It’s time to sell. With 2023 almost here, it’s time to put Episcopal real estate on the market. I’m thinking particularly of the often beautiful but creaky buildings that are diocese headquarters.
Several dioceses have already taken the plunge, including:
- The Diocese of Southern Virginia, which offloaded the Talbot Hall property after a fraught discernment process;
- The Diocese of Maryland, which sold its headquarters and the building’s Tiffany stained glass windows separately in 1994;
- The Diocese of Newark, which sold its headquarters to a nearby arts center;
- The Diocese of Rochester, which offloaded its $1.2 million headquarters;
- The Diocese of Pittsburgh, which sold office space next to its cathedral; and
- The Diocese of Oregon, which has listed its lovely headquarters and gardens for sale. Once sold, the diocese hopes to move its headquarters to a less isolated location with greater accessibility and better opportunities for staff collaboration.
And, of course, the ever-contentious proposed sale of the Diocese of Chicago headquarters remains on the table. There, the proposal is complicated, as the cathedral, located next door, shares HVAC and accessibility infrastructure with the headquarters building.
Combined with that is the assumption that the cathedral needs to stay put, despite deferred maintenance, a lack of modern meeting space, and an environmental footprint straight from the set of “Madmen.”
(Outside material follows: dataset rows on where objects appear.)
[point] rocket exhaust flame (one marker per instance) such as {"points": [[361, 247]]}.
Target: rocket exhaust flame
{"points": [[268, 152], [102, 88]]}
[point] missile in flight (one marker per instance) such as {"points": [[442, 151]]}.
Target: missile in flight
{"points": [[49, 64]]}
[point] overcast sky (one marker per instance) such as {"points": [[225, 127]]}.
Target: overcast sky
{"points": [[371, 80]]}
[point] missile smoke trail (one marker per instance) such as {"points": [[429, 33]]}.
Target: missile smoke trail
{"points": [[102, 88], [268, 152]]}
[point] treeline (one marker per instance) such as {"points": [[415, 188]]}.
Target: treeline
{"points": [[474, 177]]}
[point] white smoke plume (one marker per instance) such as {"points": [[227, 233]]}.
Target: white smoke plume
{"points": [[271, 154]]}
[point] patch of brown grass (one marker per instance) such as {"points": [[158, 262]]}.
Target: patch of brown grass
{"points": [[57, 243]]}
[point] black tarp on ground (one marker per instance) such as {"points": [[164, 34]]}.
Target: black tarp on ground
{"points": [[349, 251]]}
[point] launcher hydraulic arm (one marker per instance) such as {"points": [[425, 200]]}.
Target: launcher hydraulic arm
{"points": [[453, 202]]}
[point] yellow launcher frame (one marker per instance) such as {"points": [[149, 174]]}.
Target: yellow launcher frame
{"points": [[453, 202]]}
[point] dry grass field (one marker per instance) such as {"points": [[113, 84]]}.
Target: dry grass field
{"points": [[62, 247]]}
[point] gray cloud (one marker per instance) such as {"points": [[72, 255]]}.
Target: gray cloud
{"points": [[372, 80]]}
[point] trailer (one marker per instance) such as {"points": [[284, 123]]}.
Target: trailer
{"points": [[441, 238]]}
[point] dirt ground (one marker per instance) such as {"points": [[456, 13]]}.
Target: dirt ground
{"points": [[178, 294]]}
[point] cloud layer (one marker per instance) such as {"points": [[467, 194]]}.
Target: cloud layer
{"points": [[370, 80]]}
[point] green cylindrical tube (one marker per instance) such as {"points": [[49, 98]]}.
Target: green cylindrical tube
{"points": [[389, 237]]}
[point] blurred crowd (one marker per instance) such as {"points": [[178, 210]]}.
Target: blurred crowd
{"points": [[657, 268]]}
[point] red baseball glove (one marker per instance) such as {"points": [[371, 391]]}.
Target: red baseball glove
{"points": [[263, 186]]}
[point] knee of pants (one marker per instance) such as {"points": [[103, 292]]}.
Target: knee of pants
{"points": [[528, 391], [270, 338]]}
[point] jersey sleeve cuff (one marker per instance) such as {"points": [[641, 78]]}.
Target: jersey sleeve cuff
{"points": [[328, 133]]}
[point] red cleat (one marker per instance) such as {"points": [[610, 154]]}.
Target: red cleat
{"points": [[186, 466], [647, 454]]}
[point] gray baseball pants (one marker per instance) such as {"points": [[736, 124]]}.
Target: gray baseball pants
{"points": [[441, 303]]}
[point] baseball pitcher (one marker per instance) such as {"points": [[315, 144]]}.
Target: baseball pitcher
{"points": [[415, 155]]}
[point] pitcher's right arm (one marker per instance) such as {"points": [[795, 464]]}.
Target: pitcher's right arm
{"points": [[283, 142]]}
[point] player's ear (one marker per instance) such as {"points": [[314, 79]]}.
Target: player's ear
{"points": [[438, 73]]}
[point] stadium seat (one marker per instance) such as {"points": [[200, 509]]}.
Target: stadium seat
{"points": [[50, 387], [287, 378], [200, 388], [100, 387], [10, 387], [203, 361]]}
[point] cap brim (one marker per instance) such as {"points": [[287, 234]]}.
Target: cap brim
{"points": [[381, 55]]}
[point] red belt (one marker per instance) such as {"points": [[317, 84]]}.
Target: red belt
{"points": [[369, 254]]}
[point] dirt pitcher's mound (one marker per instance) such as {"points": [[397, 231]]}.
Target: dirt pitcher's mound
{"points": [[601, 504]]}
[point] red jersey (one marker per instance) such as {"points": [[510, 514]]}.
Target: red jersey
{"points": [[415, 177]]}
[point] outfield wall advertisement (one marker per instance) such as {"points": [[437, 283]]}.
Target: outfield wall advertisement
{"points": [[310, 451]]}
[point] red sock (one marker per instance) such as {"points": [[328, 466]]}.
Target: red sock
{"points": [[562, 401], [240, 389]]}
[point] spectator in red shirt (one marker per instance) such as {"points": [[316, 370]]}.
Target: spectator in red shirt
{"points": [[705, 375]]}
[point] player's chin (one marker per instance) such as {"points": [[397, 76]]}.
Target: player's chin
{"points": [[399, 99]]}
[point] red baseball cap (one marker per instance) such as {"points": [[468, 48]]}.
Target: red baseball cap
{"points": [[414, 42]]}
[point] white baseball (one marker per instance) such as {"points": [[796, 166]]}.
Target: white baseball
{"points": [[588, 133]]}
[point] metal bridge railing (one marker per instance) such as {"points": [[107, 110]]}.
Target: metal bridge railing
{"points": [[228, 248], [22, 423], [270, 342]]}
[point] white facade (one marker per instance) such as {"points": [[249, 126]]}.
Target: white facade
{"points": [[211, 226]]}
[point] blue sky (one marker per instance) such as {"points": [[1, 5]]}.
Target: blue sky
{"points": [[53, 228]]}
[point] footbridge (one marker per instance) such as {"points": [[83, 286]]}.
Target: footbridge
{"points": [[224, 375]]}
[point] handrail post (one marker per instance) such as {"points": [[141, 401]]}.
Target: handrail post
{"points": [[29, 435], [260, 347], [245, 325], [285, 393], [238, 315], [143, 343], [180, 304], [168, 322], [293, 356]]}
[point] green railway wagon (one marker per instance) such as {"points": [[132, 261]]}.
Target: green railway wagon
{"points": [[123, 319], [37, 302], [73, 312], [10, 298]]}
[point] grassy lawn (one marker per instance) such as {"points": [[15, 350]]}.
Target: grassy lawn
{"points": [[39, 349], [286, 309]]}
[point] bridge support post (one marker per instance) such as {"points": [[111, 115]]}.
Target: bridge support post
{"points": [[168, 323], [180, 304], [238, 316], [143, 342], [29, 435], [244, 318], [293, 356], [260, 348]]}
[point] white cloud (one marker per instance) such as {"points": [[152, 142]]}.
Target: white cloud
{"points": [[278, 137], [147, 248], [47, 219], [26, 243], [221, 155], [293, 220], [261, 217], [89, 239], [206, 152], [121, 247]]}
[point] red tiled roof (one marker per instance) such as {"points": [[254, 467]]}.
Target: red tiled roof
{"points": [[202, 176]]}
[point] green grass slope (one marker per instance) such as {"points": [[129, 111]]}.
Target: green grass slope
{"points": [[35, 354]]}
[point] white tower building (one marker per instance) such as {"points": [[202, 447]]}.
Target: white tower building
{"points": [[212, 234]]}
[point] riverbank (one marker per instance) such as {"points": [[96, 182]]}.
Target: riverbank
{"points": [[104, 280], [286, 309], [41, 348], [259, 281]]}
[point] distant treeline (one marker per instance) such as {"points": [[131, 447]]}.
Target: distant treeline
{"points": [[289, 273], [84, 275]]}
And let’s not forget Episcopal Church headquarters. The denomination says it clings to the costly heap because it needs to be near the U.N. As if the U.N. cares what 1.5 million primarily geriatric Episcopalians think.
Meanwhile, for dioceses still clinging to old and often decrepit headquarters, it remains all about location, location, location.
Far too many diocesan headquarters remain far from those they serve, often sitting in splendid isolation.
Racial reconciliation? That’s tough to accomplish when, as in the Diocese of Virginia, staff work from a building that looks like an overly somber version of Tara, replete with a locked front gate. Weeds fill the front yard, the fence is broken, and litter abounds on the sidewalks. Nor does it host public events.
Similarly, do church officials think 20-somethings will connect with baby-boomers hanging out in a fusty old heap dating back to the Civil War? And we’re past the point that hanging out in some big old house will impress the little people.
Far better to hang out in remodeled space in a nearby church. Have computers for kids to use after school, video games, a food pantry, and room to hang out. This notion of the bishop as a demi-god ensconced in a room with silk wallpaper is silly and unhelpful.
Yeah, we get that life as a bishop is busy, even hectic. But if you don’t have time to serve people, something’s wrong.
And we’re not talking about showing up once a year for an episcopal visit, roaming coffee hour, and murmuring, “Interesting. Tell me more.”
In considering offloading costly diocesan real estate, many dioceses face challenges. Not just from folks who oppose change, but from waiting too long.
For example, the Diocese of Chicago headquarters has been on the market repeatedly, but to no avail. It’s no secret that the building is a financial millstone around the neck of the diocese. Thus, any builder with a lick of common sense is going to look at high interest rates and the strings attached to the sale and wait. Just wait.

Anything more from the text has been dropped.